Fuel prices may burn airline earnings, says Iata
A global airline trade body has sounded the alarm on surging oil prices, warning that airlines would lose US$5 billion this year in a worst-case scenario in which oil prices average US$135 a barrel.
The International Air Transport Association (Iata), which represents more than 230 airlines, cited soaring fuel costs yesterday as it cut its industry profit forecast to US$3 billion from US$3.5 billion in December.
It said profits at Asia-Pacific carriers would be the highest, predicting US$2.3 billion because of strong traffic demand in China.
But airlines will see their fuel bills surge by US$55 billion to US$213 billion this year as Iata projects oil prices will rise to an average US$115 per barrel, up from the US$99 it predicted just three months ago.
'The European debt crisis is replaced by high oil prices as the No 1 [item] on our worry list,' said Tony Tyler, director general and chief executive of Iata. Brent oil prices have averaged US$120 per barrel so far this year.

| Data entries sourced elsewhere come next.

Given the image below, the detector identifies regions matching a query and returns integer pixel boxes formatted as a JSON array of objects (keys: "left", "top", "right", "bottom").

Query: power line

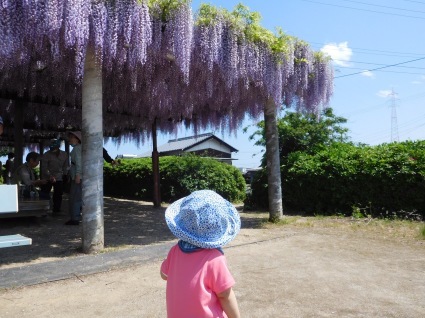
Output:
[
  {"left": 332, "top": 59, "right": 425, "bottom": 70},
  {"left": 308, "top": 41, "right": 423, "bottom": 57},
  {"left": 339, "top": 0, "right": 425, "bottom": 13},
  {"left": 403, "top": 0, "right": 425, "bottom": 4},
  {"left": 332, "top": 56, "right": 425, "bottom": 79},
  {"left": 334, "top": 66, "right": 424, "bottom": 78},
  {"left": 301, "top": 0, "right": 425, "bottom": 20}
]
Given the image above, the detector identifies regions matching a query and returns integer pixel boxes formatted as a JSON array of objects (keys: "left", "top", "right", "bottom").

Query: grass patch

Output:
[{"left": 250, "top": 212, "right": 425, "bottom": 240}]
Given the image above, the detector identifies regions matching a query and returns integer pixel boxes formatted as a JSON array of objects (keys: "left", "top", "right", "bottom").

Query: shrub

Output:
[
  {"left": 104, "top": 155, "right": 246, "bottom": 202},
  {"left": 252, "top": 141, "right": 425, "bottom": 218}
]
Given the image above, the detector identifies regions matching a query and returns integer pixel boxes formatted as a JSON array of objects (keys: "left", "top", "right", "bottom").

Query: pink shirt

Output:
[{"left": 161, "top": 245, "right": 235, "bottom": 318}]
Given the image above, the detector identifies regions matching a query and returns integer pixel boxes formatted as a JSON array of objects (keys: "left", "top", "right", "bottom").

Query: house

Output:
[{"left": 139, "top": 133, "right": 238, "bottom": 165}]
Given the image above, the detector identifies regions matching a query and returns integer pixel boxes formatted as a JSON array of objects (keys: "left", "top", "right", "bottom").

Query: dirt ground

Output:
[{"left": 0, "top": 198, "right": 425, "bottom": 318}]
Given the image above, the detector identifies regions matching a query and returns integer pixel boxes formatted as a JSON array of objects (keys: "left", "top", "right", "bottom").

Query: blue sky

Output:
[{"left": 106, "top": 0, "right": 425, "bottom": 168}]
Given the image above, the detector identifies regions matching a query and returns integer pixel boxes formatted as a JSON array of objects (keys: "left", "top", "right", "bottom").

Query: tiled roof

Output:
[{"left": 140, "top": 133, "right": 238, "bottom": 157}]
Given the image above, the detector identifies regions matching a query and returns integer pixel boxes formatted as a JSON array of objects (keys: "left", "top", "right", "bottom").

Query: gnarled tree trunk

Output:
[
  {"left": 82, "top": 45, "right": 104, "bottom": 253},
  {"left": 264, "top": 99, "right": 283, "bottom": 222}
]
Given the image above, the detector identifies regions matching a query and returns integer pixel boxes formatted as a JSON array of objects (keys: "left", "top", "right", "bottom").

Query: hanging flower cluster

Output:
[{"left": 0, "top": 0, "right": 333, "bottom": 140}]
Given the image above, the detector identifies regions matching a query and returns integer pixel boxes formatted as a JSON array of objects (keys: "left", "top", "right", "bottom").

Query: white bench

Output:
[{"left": 0, "top": 184, "right": 32, "bottom": 248}]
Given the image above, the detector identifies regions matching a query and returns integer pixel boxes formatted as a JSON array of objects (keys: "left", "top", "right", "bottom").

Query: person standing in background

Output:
[
  {"left": 65, "top": 131, "right": 83, "bottom": 225},
  {"left": 14, "top": 152, "right": 48, "bottom": 198},
  {"left": 3, "top": 152, "right": 15, "bottom": 184},
  {"left": 40, "top": 139, "right": 69, "bottom": 215}
]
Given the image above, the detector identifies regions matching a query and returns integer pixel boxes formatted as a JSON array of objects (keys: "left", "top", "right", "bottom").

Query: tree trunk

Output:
[
  {"left": 264, "top": 99, "right": 283, "bottom": 222},
  {"left": 82, "top": 45, "right": 104, "bottom": 253},
  {"left": 152, "top": 118, "right": 161, "bottom": 208},
  {"left": 13, "top": 100, "right": 25, "bottom": 169}
]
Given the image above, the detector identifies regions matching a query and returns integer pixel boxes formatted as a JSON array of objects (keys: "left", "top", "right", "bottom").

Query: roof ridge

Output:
[{"left": 168, "top": 132, "right": 214, "bottom": 142}]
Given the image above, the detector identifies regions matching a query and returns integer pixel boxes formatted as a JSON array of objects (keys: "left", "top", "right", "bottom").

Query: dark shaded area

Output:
[{"left": 0, "top": 196, "right": 264, "bottom": 268}]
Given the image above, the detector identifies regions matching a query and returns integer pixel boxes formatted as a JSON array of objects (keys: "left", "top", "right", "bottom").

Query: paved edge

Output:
[{"left": 0, "top": 242, "right": 175, "bottom": 289}]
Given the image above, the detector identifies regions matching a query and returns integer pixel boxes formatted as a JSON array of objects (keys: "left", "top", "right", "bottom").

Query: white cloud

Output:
[
  {"left": 376, "top": 89, "right": 392, "bottom": 98},
  {"left": 320, "top": 42, "right": 353, "bottom": 66},
  {"left": 360, "top": 70, "right": 375, "bottom": 78}
]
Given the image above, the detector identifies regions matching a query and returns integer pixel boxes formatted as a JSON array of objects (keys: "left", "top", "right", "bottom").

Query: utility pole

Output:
[{"left": 388, "top": 89, "right": 399, "bottom": 142}]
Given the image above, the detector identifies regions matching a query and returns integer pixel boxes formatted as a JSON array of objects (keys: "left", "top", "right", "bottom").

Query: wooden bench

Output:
[{"left": 0, "top": 185, "right": 32, "bottom": 248}]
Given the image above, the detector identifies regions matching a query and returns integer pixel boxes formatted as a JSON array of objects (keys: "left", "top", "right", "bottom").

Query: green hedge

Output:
[
  {"left": 104, "top": 155, "right": 246, "bottom": 202},
  {"left": 251, "top": 141, "right": 425, "bottom": 217}
]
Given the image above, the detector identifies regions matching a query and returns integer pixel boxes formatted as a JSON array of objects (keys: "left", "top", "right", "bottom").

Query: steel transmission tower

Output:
[{"left": 388, "top": 89, "right": 399, "bottom": 142}]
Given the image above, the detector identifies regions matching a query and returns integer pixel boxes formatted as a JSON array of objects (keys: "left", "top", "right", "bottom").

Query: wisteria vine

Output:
[{"left": 0, "top": 0, "right": 333, "bottom": 140}]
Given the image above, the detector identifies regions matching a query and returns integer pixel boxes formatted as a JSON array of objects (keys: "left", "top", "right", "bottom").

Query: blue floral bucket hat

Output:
[{"left": 165, "top": 190, "right": 241, "bottom": 248}]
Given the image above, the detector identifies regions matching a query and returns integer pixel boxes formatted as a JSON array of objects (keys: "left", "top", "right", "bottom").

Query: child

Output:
[{"left": 161, "top": 190, "right": 241, "bottom": 318}]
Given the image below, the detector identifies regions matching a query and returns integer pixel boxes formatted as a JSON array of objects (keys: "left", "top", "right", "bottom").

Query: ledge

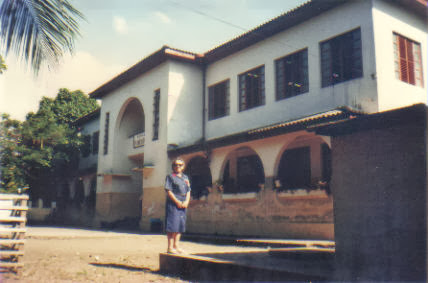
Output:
[{"left": 97, "top": 173, "right": 131, "bottom": 178}]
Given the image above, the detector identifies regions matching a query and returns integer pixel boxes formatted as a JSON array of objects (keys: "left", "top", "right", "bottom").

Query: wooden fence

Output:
[{"left": 0, "top": 194, "right": 28, "bottom": 272}]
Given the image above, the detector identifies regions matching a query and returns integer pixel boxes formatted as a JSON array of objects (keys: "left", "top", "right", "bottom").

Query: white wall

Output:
[
  {"left": 79, "top": 118, "right": 100, "bottom": 170},
  {"left": 206, "top": 1, "right": 378, "bottom": 139},
  {"left": 373, "top": 0, "right": 428, "bottom": 111},
  {"left": 167, "top": 62, "right": 203, "bottom": 146},
  {"left": 98, "top": 62, "right": 170, "bottom": 192}
]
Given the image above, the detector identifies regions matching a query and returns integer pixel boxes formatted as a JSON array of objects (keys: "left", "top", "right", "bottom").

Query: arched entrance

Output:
[
  {"left": 222, "top": 147, "right": 265, "bottom": 194},
  {"left": 275, "top": 136, "right": 331, "bottom": 193},
  {"left": 110, "top": 98, "right": 145, "bottom": 223},
  {"left": 185, "top": 156, "right": 212, "bottom": 199}
]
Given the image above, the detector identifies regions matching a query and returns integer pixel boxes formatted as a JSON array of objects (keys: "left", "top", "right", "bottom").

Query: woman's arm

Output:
[
  {"left": 183, "top": 191, "right": 190, "bottom": 208},
  {"left": 166, "top": 190, "right": 187, "bottom": 208}
]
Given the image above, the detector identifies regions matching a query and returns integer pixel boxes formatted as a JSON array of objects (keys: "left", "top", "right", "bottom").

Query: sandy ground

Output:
[{"left": 0, "top": 227, "right": 262, "bottom": 282}]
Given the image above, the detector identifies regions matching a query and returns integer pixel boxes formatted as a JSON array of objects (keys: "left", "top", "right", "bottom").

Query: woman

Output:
[{"left": 165, "top": 158, "right": 190, "bottom": 254}]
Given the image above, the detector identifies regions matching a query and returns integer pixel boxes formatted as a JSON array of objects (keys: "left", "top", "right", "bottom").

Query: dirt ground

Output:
[{"left": 0, "top": 227, "right": 260, "bottom": 282}]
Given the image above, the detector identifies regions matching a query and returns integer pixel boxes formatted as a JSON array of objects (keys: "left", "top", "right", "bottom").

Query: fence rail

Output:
[{"left": 0, "top": 194, "right": 28, "bottom": 272}]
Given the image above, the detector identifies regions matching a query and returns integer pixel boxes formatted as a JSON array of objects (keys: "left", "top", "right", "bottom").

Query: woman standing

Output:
[{"left": 165, "top": 158, "right": 190, "bottom": 254}]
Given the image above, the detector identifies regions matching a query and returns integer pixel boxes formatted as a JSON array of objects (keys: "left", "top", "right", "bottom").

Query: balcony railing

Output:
[{"left": 131, "top": 132, "right": 146, "bottom": 148}]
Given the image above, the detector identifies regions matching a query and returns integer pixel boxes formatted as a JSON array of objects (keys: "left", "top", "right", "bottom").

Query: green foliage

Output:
[
  {"left": 2, "top": 89, "right": 99, "bottom": 199},
  {"left": 0, "top": 0, "right": 83, "bottom": 74},
  {"left": 0, "top": 55, "right": 7, "bottom": 75},
  {"left": 0, "top": 114, "right": 27, "bottom": 193}
]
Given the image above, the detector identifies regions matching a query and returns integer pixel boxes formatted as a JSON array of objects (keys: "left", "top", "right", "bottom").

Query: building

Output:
[{"left": 90, "top": 0, "right": 428, "bottom": 239}]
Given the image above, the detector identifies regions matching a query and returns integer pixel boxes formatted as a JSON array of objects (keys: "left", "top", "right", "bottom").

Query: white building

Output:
[{"left": 90, "top": 0, "right": 428, "bottom": 239}]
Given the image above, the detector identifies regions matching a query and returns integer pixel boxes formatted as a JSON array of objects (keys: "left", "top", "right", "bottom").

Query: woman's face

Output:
[{"left": 172, "top": 160, "right": 184, "bottom": 173}]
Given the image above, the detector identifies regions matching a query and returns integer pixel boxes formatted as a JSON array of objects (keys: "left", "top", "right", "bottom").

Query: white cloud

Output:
[
  {"left": 0, "top": 52, "right": 125, "bottom": 120},
  {"left": 154, "top": 11, "right": 171, "bottom": 24},
  {"left": 113, "top": 16, "right": 128, "bottom": 34}
]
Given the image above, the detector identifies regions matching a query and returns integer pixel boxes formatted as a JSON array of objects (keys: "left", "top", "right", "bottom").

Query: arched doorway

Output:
[
  {"left": 185, "top": 156, "right": 212, "bottom": 199},
  {"left": 222, "top": 147, "right": 265, "bottom": 194},
  {"left": 275, "top": 136, "right": 331, "bottom": 193}
]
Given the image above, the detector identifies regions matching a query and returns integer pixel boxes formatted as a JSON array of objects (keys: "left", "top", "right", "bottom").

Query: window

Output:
[
  {"left": 222, "top": 147, "right": 265, "bottom": 194},
  {"left": 152, "top": 89, "right": 160, "bottom": 141},
  {"left": 238, "top": 66, "right": 265, "bottom": 111},
  {"left": 394, "top": 33, "right": 423, "bottom": 87},
  {"left": 275, "top": 49, "right": 309, "bottom": 100},
  {"left": 92, "top": 131, "right": 100, "bottom": 154},
  {"left": 208, "top": 80, "right": 230, "bottom": 120},
  {"left": 103, "top": 112, "right": 110, "bottom": 155},
  {"left": 320, "top": 28, "right": 363, "bottom": 87},
  {"left": 82, "top": 135, "right": 91, "bottom": 157}
]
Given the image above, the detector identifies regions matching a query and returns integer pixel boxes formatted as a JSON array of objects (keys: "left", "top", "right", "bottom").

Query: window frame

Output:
[
  {"left": 152, "top": 89, "right": 161, "bottom": 141},
  {"left": 392, "top": 32, "right": 424, "bottom": 88},
  {"left": 208, "top": 79, "right": 230, "bottom": 121},
  {"left": 103, "top": 112, "right": 110, "bottom": 155},
  {"left": 238, "top": 64, "right": 266, "bottom": 112},
  {"left": 274, "top": 47, "right": 309, "bottom": 101},
  {"left": 319, "top": 27, "right": 364, "bottom": 88},
  {"left": 91, "top": 131, "right": 100, "bottom": 155}
]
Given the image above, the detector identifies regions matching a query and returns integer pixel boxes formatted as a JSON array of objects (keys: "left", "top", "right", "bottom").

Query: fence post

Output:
[{"left": 0, "top": 194, "right": 28, "bottom": 272}]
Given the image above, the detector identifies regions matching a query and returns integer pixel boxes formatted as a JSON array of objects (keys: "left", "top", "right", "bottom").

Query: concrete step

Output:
[{"left": 159, "top": 250, "right": 333, "bottom": 281}]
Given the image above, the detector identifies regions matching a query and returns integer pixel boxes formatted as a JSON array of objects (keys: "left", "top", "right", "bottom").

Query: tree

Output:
[
  {"left": 0, "top": 55, "right": 7, "bottom": 75},
  {"left": 1, "top": 89, "right": 99, "bottom": 197},
  {"left": 0, "top": 114, "right": 27, "bottom": 193},
  {"left": 0, "top": 0, "right": 84, "bottom": 74}
]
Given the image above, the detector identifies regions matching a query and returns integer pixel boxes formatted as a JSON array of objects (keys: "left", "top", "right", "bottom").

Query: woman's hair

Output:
[{"left": 171, "top": 157, "right": 186, "bottom": 169}]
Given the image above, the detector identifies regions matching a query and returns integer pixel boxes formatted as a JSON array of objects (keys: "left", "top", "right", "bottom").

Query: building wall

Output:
[
  {"left": 373, "top": 0, "right": 428, "bottom": 111},
  {"left": 183, "top": 131, "right": 334, "bottom": 240},
  {"left": 187, "top": 188, "right": 334, "bottom": 240},
  {"left": 96, "top": 62, "right": 170, "bottom": 222},
  {"left": 167, "top": 62, "right": 203, "bottom": 146},
  {"left": 79, "top": 118, "right": 100, "bottom": 170},
  {"left": 206, "top": 1, "right": 378, "bottom": 139},
  {"left": 332, "top": 111, "right": 427, "bottom": 282}
]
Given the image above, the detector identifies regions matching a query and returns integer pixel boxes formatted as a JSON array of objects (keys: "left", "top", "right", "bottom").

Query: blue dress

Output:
[{"left": 165, "top": 174, "right": 190, "bottom": 233}]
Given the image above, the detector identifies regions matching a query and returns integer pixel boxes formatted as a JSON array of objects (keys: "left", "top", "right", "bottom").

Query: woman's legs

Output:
[
  {"left": 166, "top": 232, "right": 177, "bottom": 252},
  {"left": 174, "top": 233, "right": 181, "bottom": 250},
  {"left": 166, "top": 232, "right": 181, "bottom": 252}
]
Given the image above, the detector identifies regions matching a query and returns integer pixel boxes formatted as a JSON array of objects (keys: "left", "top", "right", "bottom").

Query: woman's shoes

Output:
[
  {"left": 167, "top": 248, "right": 186, "bottom": 254},
  {"left": 167, "top": 249, "right": 178, "bottom": 254}
]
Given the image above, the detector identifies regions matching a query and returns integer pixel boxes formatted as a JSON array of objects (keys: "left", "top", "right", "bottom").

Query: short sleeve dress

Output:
[{"left": 165, "top": 174, "right": 190, "bottom": 233}]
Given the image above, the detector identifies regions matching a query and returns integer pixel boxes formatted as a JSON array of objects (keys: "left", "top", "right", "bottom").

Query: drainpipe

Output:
[{"left": 202, "top": 63, "right": 207, "bottom": 144}]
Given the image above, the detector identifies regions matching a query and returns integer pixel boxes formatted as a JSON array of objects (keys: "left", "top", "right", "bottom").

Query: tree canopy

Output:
[
  {"left": 0, "top": 55, "right": 7, "bottom": 75},
  {"left": 0, "top": 89, "right": 99, "bottom": 198},
  {"left": 0, "top": 0, "right": 84, "bottom": 74}
]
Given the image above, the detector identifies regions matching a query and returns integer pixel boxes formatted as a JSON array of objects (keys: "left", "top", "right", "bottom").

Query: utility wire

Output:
[{"left": 162, "top": 0, "right": 318, "bottom": 57}]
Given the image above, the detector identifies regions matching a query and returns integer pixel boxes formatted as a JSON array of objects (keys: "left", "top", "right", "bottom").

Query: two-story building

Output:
[
  {"left": 90, "top": 0, "right": 428, "bottom": 239},
  {"left": 69, "top": 109, "right": 101, "bottom": 224}
]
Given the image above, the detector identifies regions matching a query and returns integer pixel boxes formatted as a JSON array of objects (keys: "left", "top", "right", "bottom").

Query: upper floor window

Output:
[
  {"left": 394, "top": 33, "right": 423, "bottom": 87},
  {"left": 208, "top": 80, "right": 230, "bottom": 120},
  {"left": 152, "top": 89, "right": 160, "bottom": 140},
  {"left": 81, "top": 135, "right": 91, "bottom": 157},
  {"left": 275, "top": 49, "right": 309, "bottom": 100},
  {"left": 103, "top": 112, "right": 110, "bottom": 155},
  {"left": 238, "top": 66, "right": 265, "bottom": 111},
  {"left": 92, "top": 131, "right": 100, "bottom": 154},
  {"left": 320, "top": 28, "right": 363, "bottom": 87}
]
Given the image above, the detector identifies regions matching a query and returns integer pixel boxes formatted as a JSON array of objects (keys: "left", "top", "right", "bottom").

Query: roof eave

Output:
[{"left": 89, "top": 46, "right": 201, "bottom": 99}]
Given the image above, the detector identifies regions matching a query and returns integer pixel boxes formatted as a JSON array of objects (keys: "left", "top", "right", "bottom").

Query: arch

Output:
[
  {"left": 116, "top": 97, "right": 145, "bottom": 140},
  {"left": 185, "top": 155, "right": 212, "bottom": 199},
  {"left": 221, "top": 146, "right": 265, "bottom": 193},
  {"left": 275, "top": 134, "right": 331, "bottom": 193},
  {"left": 113, "top": 97, "right": 146, "bottom": 172}
]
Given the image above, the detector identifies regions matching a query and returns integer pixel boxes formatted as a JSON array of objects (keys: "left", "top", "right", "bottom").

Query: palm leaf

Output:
[{"left": 0, "top": 0, "right": 84, "bottom": 74}]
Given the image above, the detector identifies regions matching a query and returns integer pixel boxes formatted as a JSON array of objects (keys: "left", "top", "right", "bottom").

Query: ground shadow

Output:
[{"left": 89, "top": 262, "right": 152, "bottom": 273}]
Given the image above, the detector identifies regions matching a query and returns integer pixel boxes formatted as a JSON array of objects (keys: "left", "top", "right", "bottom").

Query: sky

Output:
[{"left": 0, "top": 0, "right": 306, "bottom": 120}]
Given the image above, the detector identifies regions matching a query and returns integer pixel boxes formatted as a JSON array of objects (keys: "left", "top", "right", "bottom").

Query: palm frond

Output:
[{"left": 0, "top": 0, "right": 84, "bottom": 74}]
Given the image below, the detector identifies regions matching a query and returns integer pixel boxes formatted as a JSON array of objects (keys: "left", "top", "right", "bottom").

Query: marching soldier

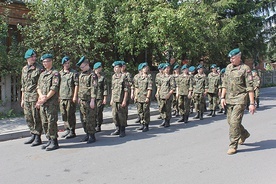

When oil prices hit US$140 in 2008, airlines passed on the cost to passengers because of strong demand. 'The concern now is that the high oil prices would coincide with soft demand. It will be difficult for the airlines to pass on the cost to passengers,' Tyler added.
Cathay Pacific last week said full-year net profit fell 61 per cent, while Singapore Airlines said fourth-quarter profit was down 53 per cent and announced plans to cut staff costs.
The picture is bleaker for European airlines, with Air France-KLM, Europe's biggest airline recently reporting a net loss of Euro809 million (HK$8.28 billion), and Deutsche Lufthansa, the European No 2, announcing a Euro13 million loss compared with Euro1.1 billion profit a year earlier.
However, air cargo demand remains a bright spot, with Iata projecting a rise in the second half, citing a recent uptick in the US purchasing managers' index.
Freight forwarders in Hong Kong also expected the air freight market to improve this year, helped by a turnaround in US consumer confidence.
But the debt crisis in the euro zone is still casting a pall over any rebound in air freight and will continue to act as a brake on European carriers. Iata predicted that European carriers will face losses of US$600 million, and underperform their global peers.
Tyler reiterated the association's opposition to the emission trading scheme (ETS) by the European Union, blasting it as ill-timed and lacking a global consensus.
Reuters reported yesterday that India would urge its airlines to boycott the ETS. Beijing banned all mainland carriers from taking part in the scheme last month, and European aircraft-maker Airbus claimed Beijing had put US$12 billion worth of aircraft orders on hold this month.